For more ideas on building nutritious habits from the ground up, read our guide on high-protein Indian breakfast options and why skipping breakfast is a bad idea – both habits ripple into how children snack through the day.
Looking to understand what nutrients your child needs most? Our article on fibre-rich foods for kids is a good place to start.
One Last Thing
The snack you give your child after school is not just food. It’s the moment between a long day and the rest of the evening – the fuel for homework, for play, for conversation. It does not need to be elaborate. It does not need to be Instagram-worthy. It needs to be real, made with something that came from a whole ingredient, and offered with the quiet assurance that you thought about it.
That’s enough. Start with one snack from this list this week. See which one your child reaches for first next time.
Frequently Asked Questions
What is the healthiest after-school snack for a school-going child?
A snack that provides a combination of protein, complex carbohydrates, and healthy fats is ideal. Moong dal chilla, a boiled egg roll, or a bowl of curd with fruit and a drizzle of honey all meet this standard. The key is to avoid refined sugar and maida-heavy packaged snacks, which cause energy spikes followed by crashes that make homework sessions harder.
How early can I prepare school snacks to save time on busy mornings?
Most dry snacks – poha chivda, roasted makhana, oats laddus – can be made in a batch at the weekend and stored for a week or two. Boiled eggs keep in the fridge for up to three days. Chopped fruit should be prepped fresh daily but can be done the night before for some fruits like papaya and melon. The goal is to make the 4pm rush require no more than five minutes of actual assembly.
Are Indian snacks like chivda and makhana actually nutritious for children?
Yes, when made at home with minimal oil and no artificial additives, these are excellent snacks. Poha provides iron and carbohydrates. Makhana is high in protein, calcium, and phosphorus. Peanuts and cashews in chivda add healthy fats and protein. The issue with packaged versions of these snacks is the excess salt, refined oil, and preservatives – not the base ingredient itself.
My child refuses anything that looks ‘healthy’ – what do I do?

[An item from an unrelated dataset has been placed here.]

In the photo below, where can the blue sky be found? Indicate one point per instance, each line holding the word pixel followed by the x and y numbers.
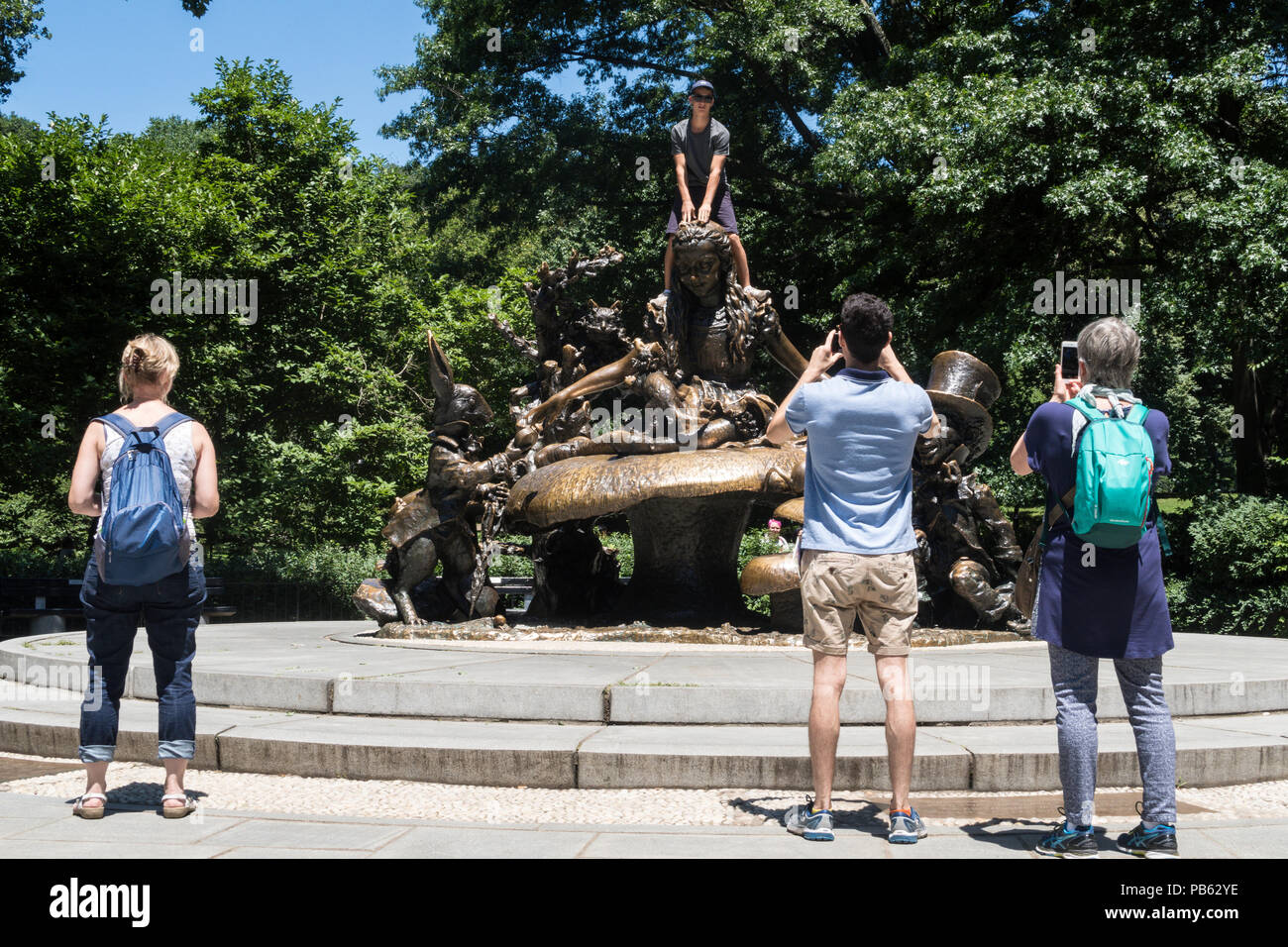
pixel 130 59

The trick is flavour, not disguise. Indian spices – chaat masala, cumin, lime, and black salt – make plain fruit exciting, make curd irresistible, and transform a bowl of boiled corn into something children actively ask for. Start with something familiar in a new form – if your child likes roti, make a peanut butter roll. If they like chaat, make a fruit chaat. Build from what they already enjoy.
How much should a school-going child eat as a snack?
For children aged 6 to 12, a snack should ideally provide between 150 and 250 calories and include at least one whole food group – a grain, a dairy product, a fruit, a nut, or a legume. This is enough to restore energy without spoiling appetite for the next main meal. For teenagers with higher energy demands, 300 calories from a more substantial snack – like upma or a chilla – is appropriate.